Artwork of the Week: Open Door at the Governor's Palace

Open Door at the Governor’s Palace
Carl Oscar Borg (1879-1947), 'Open Door at the Governor's Palace,' 1909, oil on canvas, 20 3/16 x 30 inches. Brigham Young University Museum of Art, gift of A. Merlin Steed and Alice W. Steed Collection, 1955.

While on a voyage to Honduras in 1908, Carl Oscar Borg stopped in Antigua, Guatemala where he saw the Governor’s Palace. Built in 1550, the Palace was in a state of deterioration. The art historian Linda Jones Gibbs has argued that what Borg saw on his voyage inspired him to create this painting as a critique of the Monroe Doctrine, which emphasizes that the United States government stay out of foreign affairs. This work emphasized Borg’s opinion that the U.S. should intervene to help countries experiencing oppressive political control.

While the title of the work suggests a grand structure, Borg painted a building in shambles.
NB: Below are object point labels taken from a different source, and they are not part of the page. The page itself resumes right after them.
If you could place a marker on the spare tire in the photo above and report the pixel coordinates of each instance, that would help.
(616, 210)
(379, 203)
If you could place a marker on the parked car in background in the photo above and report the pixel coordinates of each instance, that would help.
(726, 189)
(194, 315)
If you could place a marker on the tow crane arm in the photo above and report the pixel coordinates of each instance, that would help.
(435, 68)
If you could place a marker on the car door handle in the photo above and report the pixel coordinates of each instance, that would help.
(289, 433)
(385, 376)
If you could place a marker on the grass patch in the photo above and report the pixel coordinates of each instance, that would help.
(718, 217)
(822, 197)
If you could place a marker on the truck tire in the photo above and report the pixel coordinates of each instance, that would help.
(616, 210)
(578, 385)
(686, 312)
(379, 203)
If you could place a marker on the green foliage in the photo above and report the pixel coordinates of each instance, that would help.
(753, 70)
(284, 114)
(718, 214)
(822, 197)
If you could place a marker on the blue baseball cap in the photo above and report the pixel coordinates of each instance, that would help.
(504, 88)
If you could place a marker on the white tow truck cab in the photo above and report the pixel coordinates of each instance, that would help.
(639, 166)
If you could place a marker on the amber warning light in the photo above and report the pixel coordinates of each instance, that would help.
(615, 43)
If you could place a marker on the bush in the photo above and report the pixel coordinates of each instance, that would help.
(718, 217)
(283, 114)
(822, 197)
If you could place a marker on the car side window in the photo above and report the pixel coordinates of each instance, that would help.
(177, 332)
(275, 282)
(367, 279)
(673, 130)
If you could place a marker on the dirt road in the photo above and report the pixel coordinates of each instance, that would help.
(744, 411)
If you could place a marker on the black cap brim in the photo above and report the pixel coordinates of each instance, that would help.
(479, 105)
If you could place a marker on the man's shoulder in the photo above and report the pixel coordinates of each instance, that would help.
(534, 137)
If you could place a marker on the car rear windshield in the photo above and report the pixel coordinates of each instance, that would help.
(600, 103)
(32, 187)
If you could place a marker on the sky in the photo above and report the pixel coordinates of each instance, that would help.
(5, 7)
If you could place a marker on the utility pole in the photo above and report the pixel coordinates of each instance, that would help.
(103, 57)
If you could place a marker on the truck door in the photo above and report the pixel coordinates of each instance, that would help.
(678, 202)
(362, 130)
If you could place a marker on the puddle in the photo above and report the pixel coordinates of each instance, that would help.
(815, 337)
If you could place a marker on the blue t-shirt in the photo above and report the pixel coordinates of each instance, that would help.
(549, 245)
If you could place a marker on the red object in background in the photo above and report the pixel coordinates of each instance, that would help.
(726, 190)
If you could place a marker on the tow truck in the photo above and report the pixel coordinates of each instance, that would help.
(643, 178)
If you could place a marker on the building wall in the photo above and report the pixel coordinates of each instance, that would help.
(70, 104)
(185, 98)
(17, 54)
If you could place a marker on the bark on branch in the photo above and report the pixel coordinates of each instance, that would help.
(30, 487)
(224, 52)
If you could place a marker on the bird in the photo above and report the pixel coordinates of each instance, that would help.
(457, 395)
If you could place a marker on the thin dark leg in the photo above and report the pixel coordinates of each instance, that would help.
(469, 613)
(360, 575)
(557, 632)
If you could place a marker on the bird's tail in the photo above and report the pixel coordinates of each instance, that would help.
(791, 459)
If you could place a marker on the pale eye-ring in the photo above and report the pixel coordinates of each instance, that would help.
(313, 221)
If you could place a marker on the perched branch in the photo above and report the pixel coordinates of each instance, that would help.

Instead of a bustling center, the grounds appear mostly depopulated. A few lonely people sit outside, listless. The building was once presumably central to political and social life, but now no sense of life appears within the Palace. The exterior appears in ruins, and the bricks are exposed. Although open doors might typically signify new opportunities, Borg paints this open door as unused, even abandoned. Even though Borg attempted to shed light on the treatment of indigenous Guatemalans, Borg did so in a way that implied that they could not help themselves without U.S. intervention.

See Linda Jones Gibbs, 150 Years of American Painting, 1794–1944 (Provo: BYU Museum of Art, 1994), 162.